Friday, July 12, 2019

Are values opposed to virtues?




In an article recently published in “The Australian”, Peter Kurti, a senior research fellow at the Centre for Independent Studies, noted:
“Unease is growing in Australia that something has changed for the worse in our live-and-let-live culture”.
The context of his comment is the “opprobrium and venom” that dissent from “prevailing new orthodoxies” about gender and sexual orientation seems to attract. The author suggests this has contributed to “the sense that the common bonds of civility that helped to build mutual trust in our society are under strain”.

I concur with those sentiments. They are consistent with views recently expressed on this blog: Does Israel Folau deserve support from advocates of free speech?

However, the headline of Kurti’s article “Israel Folau: Moral compass all askew as virtue is eclipsed by values” seems to me to be codswallop. Unfortunately, the headline accurately reflects Kurti’s explanation for the fracturing of our culture in terms of what he describes as “the eclipse of virtue by values”.

It is difficult to see how values can be opposed to virtues in terms of common usage of those terms in discussions of ethics.

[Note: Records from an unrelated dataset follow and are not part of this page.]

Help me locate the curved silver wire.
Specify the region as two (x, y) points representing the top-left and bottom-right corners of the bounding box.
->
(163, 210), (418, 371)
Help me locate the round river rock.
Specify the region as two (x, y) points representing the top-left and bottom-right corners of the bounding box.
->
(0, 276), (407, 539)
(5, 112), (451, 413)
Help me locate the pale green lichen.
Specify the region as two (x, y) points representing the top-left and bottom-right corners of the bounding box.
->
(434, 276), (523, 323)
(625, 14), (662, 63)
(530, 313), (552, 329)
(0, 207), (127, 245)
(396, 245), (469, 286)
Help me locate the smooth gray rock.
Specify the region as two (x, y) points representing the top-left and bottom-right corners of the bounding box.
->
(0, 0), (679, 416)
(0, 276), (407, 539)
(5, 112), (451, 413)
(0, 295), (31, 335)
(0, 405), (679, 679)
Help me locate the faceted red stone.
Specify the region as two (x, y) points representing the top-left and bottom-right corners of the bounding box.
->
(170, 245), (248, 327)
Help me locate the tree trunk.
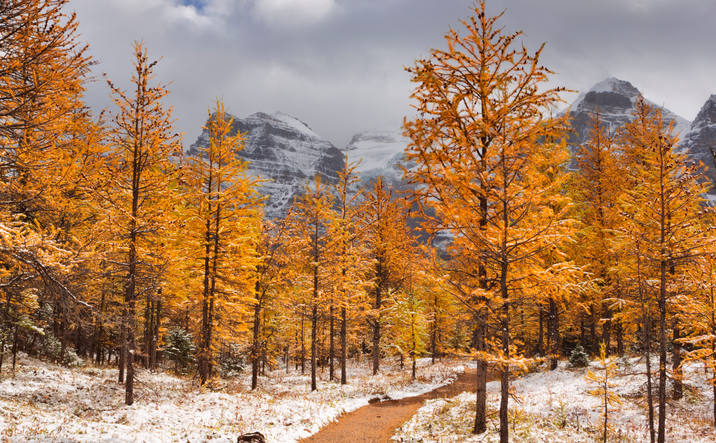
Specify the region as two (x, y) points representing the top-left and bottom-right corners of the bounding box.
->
(537, 306), (544, 357)
(301, 314), (306, 375)
(251, 298), (261, 391)
(672, 320), (684, 400)
(614, 320), (624, 357)
(602, 302), (613, 357)
(328, 300), (336, 381)
(549, 297), (560, 371)
(500, 261), (510, 443)
(117, 314), (127, 383)
(149, 300), (162, 371)
(341, 306), (348, 385)
(373, 283), (383, 375)
(658, 260), (666, 443)
(644, 313), (656, 443)
(472, 309), (487, 434)
(589, 303), (598, 355)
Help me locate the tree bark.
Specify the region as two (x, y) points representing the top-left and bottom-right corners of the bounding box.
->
(672, 319), (684, 400)
(341, 306), (348, 385)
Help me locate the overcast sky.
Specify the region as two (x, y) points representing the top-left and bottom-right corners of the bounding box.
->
(66, 0), (716, 148)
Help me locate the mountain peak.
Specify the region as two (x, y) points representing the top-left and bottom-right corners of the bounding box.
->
(247, 111), (322, 139)
(691, 94), (716, 130)
(589, 77), (641, 98)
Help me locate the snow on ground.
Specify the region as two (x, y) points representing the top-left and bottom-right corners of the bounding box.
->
(0, 354), (464, 443)
(393, 359), (716, 443)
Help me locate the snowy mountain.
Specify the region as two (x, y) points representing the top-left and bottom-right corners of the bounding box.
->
(346, 126), (410, 192)
(679, 95), (716, 189)
(568, 77), (691, 147)
(188, 112), (343, 218)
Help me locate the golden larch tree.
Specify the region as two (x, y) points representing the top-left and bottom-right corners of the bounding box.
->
(404, 1), (563, 442)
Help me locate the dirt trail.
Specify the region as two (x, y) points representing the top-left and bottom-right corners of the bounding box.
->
(299, 369), (477, 443)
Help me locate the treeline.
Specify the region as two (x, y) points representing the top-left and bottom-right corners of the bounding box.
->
(0, 0), (716, 442)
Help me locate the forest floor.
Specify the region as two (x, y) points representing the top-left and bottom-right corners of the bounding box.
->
(301, 369), (486, 443)
(0, 354), (465, 443)
(0, 355), (716, 443)
(393, 358), (716, 443)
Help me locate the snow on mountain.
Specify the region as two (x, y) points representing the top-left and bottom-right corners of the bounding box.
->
(345, 126), (410, 188)
(679, 95), (716, 189)
(188, 112), (343, 218)
(567, 77), (691, 147)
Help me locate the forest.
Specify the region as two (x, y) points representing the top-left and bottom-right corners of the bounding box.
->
(0, 0), (716, 443)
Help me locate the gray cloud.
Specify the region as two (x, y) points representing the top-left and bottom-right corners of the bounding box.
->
(68, 0), (716, 148)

The Concise Oxford defines the terms as follows:
Virtue: “moral excellence, uprightness, goodness”; “the seven cardinal virtues”.
Value: “one’s principles or standards, one’s judgement of what is valuable or important in life”.

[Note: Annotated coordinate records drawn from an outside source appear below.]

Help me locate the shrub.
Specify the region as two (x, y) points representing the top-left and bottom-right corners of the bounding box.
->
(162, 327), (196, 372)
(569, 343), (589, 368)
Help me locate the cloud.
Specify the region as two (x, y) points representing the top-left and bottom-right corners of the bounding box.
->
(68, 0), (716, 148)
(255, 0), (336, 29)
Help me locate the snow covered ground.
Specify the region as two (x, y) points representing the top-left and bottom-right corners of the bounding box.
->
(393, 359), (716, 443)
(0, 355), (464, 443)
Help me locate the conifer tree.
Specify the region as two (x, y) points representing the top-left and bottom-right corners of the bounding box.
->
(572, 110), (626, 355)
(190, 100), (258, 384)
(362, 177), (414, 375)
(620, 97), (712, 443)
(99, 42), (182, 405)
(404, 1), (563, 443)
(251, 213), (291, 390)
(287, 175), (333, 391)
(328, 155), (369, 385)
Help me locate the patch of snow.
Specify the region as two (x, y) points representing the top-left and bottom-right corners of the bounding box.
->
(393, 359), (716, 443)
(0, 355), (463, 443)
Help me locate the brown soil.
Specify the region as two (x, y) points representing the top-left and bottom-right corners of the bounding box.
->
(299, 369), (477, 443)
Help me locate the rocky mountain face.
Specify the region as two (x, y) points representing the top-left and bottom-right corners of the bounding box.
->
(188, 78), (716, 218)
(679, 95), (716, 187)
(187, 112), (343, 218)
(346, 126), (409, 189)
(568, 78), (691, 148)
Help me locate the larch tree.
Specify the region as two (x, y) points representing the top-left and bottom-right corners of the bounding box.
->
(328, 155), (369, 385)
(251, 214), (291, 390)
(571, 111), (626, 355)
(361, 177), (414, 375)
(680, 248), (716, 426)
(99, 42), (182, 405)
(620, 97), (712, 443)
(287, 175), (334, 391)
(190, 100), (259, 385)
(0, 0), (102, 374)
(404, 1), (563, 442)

Kurti makes values appear to be opposed to virtues by claiming that values “are simply emotional statements about personal beliefs, feelings or attitudes”. He claims that values “cannot be normative because it is impossible to erect any shared meaning on the foundation of something that is personal and subjective”.

Those claims are clearly incorrect. For example, when Friedrich Hayek writes about the “values of a free civilization” he is not referring merely to emotional statements about personal beliefs, feelings or attitudes. What Hayek and others have written about shared values is clearly closely related to norms of behaviour.

Kurti doesn’t seem to recognise the existence of shared values. His constructivist perspective, evident in use of the term “erect” when discussing the possibility of shared meaning, has apparently made it impossible for him to comprehend that the common values of an open and free society could evolve spontaneously as individuals pursue what is important in their lives.

Perhaps what Kurti was intending to convey is that the common bonds of civility are fracturing because people are increasingly adopting personal beliefs, feelings and attitudes that are inconsistent with common bonds of civility. So, why does he seek to discredit values language?

I was hoping that question might be answered by reading Kurti’s recently published CIS paper, entitled Cracking Up? Culture and the Displacement of Virtue. No such luck! In that paper, Gertrude Himmelfarb and Iain Benson are quoted as asserting that values language rejects the idea of shared moral goods, but they are no less wrong about that than Peter Kurti.

I agree with much of what Kurti writes about the importance of the traditional virtues. However, when Kurti refers to virtues he is referring only to the traditional virtues. I think that poses a problem for him. He claims “prevailing new orthodoxies” exist, so he must surely acknowledge that the people who subscribe to those new orthodoxies see political correctness as a virtue.

In my view it is probably an overstatement to claim that the new orthodoxies are “prevailing”. But it is impossible to deny that there has been a shift in what many people perceive to be virtuous that is inextricably linked to a shift in their values.

There is a more fundamental problem is asserting that cracks appearing in our live-and-let-live culture can be mended by appealing to the traditional virtues. The traditional virtues have been acknowledged for thousands of years, but our live-and-let-live culture has only recently evolved.  Freedom of religion has had a firm legal basis in only a few countries for only a couple of centuries. The idea that members of minority religions should not be discriminated against has been a widely shared value and accepted norm of behaviour for less than a century in most western countries, including Australia. Our live-and-let-live culture, with harmonious collaboration between people of different religions, ethnic backgrounds and gender in work and community organisations, has only been in existence for a few decades, despite the lip service paid to civility in earlier times. Live-and-let-live has been inclusive of LGBT people for an even shorter period.

The shared values underlying our live-and-let-live culture include freedom of expression, tolerance and politeness.  The norms of behaviour associated with these shared values enable people to obtain mutual benefit from working, playing sport and socializing with people whose attitudes and behaviours they disagree with, and in some instances may even consider to be immoral.

The main threat to our live-and-let-live culture comes from those who insist that to enhance social harmony people should exercise much greater restraint in what they say and publish to avoid the possibility of giving offence to members of the religious, ethnic, gender and LGBT groups pandered to by identity politics. This gives rise to the potential for a return to tribal values as members of an increasing number of individual groups abandon shared values and threaten social disharmony in order to redress perceived disadvantages or to obtain advantages over others. 

The most obvious and straight forward way to avoid a return to tribal values is for supporters of our live-and-let-live culture to make their views heard whenever the shared values of that culture come under threat from those who take offence unreasonably. A return to tribal values can be avoided if enough people of goodwill continue to support the rights of others to express views they disagree with.